# Large stove with two pipes... Why??



## Btmilan (Sep 4, 2015)

I had a large wood stove in my basement when I bought my current house.  It has two pipes coming out of it.  One is sealed off and the other is used as the normal pipe.  What use does the secondary pipe have other than just to be sealed off? I try to google it and it just gives me results about double walled pipes.


----------



## pen (Sep 4, 2015)

Your stove is a classic, so I'm moving this over to that room where you might get a better response from folks who are more familiar with these beasts.

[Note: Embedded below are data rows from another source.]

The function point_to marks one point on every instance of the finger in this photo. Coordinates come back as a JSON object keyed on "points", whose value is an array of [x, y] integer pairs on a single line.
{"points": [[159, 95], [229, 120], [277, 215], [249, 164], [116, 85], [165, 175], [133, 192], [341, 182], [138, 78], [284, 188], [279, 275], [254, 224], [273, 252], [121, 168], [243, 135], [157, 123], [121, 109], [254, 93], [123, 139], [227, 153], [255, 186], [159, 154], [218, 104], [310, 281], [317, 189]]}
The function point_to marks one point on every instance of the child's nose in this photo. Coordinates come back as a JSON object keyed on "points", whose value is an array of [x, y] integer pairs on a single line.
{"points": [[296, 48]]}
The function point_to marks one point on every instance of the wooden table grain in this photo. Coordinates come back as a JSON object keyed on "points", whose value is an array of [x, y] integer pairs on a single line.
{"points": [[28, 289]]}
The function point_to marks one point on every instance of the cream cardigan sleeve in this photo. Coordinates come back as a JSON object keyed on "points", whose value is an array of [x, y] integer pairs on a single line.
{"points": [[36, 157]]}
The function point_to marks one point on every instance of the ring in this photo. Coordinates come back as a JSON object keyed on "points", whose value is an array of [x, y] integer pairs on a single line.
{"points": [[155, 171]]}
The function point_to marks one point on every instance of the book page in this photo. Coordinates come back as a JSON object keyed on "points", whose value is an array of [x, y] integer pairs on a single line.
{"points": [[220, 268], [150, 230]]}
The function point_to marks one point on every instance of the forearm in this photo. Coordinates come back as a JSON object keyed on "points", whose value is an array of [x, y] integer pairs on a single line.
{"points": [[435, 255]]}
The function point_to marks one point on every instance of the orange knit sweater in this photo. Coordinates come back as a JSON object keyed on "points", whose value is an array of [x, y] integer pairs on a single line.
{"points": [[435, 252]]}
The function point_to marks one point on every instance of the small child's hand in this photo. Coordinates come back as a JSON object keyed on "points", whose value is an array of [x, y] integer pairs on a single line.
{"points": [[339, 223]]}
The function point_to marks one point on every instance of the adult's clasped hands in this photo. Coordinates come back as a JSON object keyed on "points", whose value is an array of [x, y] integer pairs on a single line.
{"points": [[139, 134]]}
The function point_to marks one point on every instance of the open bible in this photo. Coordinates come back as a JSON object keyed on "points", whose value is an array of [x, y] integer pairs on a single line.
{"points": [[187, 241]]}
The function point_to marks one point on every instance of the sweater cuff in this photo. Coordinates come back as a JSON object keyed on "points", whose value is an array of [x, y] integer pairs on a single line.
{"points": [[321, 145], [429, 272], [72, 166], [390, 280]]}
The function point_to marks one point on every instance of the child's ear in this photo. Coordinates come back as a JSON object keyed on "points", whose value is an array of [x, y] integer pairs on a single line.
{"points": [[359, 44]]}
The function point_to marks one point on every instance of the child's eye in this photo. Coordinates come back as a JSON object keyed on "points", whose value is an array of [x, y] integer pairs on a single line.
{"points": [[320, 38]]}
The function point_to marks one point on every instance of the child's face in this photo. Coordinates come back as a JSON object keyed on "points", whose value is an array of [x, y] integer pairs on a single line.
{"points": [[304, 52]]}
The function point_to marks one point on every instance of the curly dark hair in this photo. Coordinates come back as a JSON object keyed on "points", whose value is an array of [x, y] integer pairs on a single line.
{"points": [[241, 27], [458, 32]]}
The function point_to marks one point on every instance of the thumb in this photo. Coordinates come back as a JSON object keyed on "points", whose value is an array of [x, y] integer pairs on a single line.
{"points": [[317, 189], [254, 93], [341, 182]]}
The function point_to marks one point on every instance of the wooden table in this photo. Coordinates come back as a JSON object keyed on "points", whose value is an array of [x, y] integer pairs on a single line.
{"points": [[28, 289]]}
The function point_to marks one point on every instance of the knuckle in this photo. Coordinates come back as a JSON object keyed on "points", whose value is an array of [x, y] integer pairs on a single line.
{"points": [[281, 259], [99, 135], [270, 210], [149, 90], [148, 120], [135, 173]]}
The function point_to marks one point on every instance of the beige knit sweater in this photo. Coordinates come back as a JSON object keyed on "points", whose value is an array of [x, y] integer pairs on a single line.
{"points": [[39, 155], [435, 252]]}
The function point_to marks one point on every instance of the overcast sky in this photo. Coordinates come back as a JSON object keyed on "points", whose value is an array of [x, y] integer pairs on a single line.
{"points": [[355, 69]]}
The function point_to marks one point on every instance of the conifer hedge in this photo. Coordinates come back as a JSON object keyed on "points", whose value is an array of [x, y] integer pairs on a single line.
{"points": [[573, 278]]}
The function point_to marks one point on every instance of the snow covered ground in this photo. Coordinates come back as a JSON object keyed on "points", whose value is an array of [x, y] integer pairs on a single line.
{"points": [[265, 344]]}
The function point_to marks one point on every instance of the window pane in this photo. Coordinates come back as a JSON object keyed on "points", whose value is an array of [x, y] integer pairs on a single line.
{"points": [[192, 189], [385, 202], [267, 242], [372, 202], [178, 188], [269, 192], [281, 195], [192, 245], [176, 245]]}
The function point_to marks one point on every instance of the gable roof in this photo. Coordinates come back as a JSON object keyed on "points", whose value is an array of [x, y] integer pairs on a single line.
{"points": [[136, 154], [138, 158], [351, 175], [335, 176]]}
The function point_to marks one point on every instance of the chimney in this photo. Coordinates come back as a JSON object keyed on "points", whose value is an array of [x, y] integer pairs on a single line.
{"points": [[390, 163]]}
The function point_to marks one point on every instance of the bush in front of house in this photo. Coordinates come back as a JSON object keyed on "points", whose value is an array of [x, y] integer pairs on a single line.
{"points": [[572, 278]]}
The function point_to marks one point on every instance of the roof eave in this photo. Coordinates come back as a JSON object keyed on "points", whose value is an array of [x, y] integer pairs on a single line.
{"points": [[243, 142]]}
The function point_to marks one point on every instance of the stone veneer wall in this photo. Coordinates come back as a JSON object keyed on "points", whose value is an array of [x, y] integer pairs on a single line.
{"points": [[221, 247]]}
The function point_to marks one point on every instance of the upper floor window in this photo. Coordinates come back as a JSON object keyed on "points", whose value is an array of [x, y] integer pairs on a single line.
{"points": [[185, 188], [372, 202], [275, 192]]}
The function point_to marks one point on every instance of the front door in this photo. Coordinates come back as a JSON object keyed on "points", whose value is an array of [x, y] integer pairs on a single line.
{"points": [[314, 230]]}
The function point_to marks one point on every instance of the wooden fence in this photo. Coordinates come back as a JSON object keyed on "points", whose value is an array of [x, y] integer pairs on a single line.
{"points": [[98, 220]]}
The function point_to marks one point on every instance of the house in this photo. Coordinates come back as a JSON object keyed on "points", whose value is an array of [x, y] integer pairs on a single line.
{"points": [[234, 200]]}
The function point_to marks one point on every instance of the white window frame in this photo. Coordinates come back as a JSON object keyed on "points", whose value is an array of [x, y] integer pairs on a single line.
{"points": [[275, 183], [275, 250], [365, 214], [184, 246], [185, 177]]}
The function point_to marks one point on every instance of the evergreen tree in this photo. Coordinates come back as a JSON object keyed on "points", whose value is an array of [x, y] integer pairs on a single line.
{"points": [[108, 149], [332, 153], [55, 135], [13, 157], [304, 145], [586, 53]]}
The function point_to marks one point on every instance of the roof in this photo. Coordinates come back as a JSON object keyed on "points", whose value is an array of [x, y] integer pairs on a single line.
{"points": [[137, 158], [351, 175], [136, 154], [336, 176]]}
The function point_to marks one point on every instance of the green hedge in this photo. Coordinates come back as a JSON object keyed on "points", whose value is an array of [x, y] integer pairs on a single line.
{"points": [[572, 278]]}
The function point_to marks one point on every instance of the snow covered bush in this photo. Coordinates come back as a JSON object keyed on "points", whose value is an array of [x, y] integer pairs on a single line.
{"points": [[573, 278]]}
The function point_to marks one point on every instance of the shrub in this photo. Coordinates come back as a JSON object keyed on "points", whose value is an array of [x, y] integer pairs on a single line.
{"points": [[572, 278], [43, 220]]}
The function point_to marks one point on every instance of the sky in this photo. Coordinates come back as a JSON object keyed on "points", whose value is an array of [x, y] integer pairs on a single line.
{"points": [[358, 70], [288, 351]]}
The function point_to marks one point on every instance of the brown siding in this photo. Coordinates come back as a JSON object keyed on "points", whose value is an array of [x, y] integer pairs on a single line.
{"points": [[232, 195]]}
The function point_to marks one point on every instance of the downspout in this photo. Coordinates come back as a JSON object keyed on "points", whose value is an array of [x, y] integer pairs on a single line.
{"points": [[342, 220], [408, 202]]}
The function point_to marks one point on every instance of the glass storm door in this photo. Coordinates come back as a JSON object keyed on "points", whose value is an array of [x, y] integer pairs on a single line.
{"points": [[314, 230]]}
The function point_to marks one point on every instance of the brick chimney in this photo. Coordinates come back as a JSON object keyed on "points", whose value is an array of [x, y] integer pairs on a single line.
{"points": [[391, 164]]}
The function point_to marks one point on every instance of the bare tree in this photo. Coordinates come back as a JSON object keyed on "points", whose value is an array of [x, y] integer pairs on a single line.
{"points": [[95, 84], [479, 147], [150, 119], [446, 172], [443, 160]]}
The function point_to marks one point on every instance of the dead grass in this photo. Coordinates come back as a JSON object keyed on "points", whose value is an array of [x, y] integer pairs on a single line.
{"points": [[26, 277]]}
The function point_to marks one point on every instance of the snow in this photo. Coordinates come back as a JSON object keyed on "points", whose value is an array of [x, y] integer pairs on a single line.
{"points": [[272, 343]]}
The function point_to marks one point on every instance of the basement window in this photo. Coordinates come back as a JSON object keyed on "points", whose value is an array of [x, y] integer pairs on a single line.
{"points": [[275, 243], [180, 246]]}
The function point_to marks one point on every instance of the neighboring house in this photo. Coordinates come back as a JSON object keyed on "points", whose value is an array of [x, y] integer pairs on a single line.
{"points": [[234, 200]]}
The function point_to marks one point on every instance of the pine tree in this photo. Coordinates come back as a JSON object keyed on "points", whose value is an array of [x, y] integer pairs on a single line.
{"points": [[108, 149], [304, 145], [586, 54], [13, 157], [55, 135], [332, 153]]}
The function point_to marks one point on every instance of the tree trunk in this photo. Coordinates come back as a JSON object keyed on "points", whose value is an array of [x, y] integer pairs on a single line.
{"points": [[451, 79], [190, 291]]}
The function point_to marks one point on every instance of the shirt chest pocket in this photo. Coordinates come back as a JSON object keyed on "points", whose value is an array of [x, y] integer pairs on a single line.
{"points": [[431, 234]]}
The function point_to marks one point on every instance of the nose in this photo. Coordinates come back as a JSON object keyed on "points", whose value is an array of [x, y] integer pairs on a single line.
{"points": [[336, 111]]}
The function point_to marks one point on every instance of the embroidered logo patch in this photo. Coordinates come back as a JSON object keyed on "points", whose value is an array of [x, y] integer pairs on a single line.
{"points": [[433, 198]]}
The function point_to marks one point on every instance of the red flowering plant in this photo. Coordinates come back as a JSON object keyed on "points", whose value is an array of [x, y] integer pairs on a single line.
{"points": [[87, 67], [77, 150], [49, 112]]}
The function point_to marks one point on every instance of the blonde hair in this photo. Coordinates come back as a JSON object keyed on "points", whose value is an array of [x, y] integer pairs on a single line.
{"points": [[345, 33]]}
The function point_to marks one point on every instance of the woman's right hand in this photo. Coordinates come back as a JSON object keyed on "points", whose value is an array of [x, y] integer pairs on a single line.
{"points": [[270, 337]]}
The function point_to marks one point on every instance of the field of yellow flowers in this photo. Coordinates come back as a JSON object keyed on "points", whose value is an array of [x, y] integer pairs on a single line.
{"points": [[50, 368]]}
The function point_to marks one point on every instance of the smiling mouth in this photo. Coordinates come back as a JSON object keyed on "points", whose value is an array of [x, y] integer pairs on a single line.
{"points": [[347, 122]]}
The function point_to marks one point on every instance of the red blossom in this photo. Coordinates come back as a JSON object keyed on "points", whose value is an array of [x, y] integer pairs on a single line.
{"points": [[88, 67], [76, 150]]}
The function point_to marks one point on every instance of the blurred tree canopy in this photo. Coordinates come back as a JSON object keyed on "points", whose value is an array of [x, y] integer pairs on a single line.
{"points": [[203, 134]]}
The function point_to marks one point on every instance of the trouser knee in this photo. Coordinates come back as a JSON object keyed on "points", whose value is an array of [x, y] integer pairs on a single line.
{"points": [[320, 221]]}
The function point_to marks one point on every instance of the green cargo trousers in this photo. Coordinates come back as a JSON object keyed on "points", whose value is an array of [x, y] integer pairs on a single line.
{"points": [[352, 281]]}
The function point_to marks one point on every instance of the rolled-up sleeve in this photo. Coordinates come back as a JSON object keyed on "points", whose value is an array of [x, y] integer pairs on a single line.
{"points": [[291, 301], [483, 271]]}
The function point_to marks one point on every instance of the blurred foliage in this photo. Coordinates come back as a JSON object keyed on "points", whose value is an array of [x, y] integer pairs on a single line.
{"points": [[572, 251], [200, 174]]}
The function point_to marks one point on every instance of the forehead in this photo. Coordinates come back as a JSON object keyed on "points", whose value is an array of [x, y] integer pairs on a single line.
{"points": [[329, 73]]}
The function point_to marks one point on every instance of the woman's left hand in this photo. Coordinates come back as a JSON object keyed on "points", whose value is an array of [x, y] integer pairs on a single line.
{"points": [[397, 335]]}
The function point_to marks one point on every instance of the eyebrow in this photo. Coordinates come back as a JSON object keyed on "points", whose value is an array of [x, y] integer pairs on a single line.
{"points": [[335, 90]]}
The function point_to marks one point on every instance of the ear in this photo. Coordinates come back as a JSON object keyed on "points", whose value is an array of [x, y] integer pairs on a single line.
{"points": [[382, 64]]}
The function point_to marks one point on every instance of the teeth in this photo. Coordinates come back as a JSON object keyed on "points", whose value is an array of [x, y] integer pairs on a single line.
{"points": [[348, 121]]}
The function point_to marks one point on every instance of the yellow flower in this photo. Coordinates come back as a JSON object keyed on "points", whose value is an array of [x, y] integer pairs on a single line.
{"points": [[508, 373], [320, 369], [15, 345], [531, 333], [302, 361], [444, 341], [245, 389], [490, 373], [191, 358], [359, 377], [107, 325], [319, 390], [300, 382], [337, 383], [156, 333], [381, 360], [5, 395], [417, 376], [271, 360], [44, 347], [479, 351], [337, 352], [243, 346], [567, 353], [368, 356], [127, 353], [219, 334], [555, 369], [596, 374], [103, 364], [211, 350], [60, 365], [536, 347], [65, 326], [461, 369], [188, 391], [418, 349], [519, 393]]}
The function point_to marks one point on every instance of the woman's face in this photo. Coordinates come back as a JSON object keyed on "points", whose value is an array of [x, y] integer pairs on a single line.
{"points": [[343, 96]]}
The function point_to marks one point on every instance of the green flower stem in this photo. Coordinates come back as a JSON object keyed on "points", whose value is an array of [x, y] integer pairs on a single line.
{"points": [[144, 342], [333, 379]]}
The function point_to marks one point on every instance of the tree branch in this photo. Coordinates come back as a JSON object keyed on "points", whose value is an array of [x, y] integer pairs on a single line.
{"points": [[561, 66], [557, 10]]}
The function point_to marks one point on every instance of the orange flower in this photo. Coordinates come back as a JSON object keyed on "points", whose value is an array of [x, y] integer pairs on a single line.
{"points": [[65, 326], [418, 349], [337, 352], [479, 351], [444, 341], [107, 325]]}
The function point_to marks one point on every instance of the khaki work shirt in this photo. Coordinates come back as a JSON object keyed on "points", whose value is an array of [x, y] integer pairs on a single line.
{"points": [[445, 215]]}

As for me, that's the first I've seen this.  Are both those pipes coming off the top plate?  What's the inside of the stove look like?  I'm wondering if this thing were modified and placed into a large fireplace at one point in it's life?  

pen


----------



## begreen (Sep 4, 2015)

Looks like it might be a homebrew out of a handy welder's workshop.


----------



## turn_n_burn (Sep 5, 2015)

I can't imagine 2 pipes with competing drafts would make the stove work very well. I'd say it was probably an aborted experiment by the above handy welder. They may have been trying to increase draft to make the fire burn hotter with more chimney area, but those pipes look big to begin with. The only other thing I could think of would be if they were trying to use 1 chimney as a downdraft air intake (if it had a damper to block upward flow until primary combustion was well established) in order to avoid air exchange from inside the house. That guess would be a long shot, though. Doesn't seem practical. Still a cool looking old stove, though! 

Welcome aboard!


----------



## fbelec (Sep 6, 2015)

dual exhaust


----------



## Fastdonzi (Sep 7, 2015)

I saw a video of a guy that  an older Buck 27000 in his basement, (they are 3 wall stoves) he added another flue pipe towards the front that only got air from the outer two, the same area the fan blows through. he hooked that pipe into his existing duct work. pretty cool idea, maybe this was an attempt at that??


----------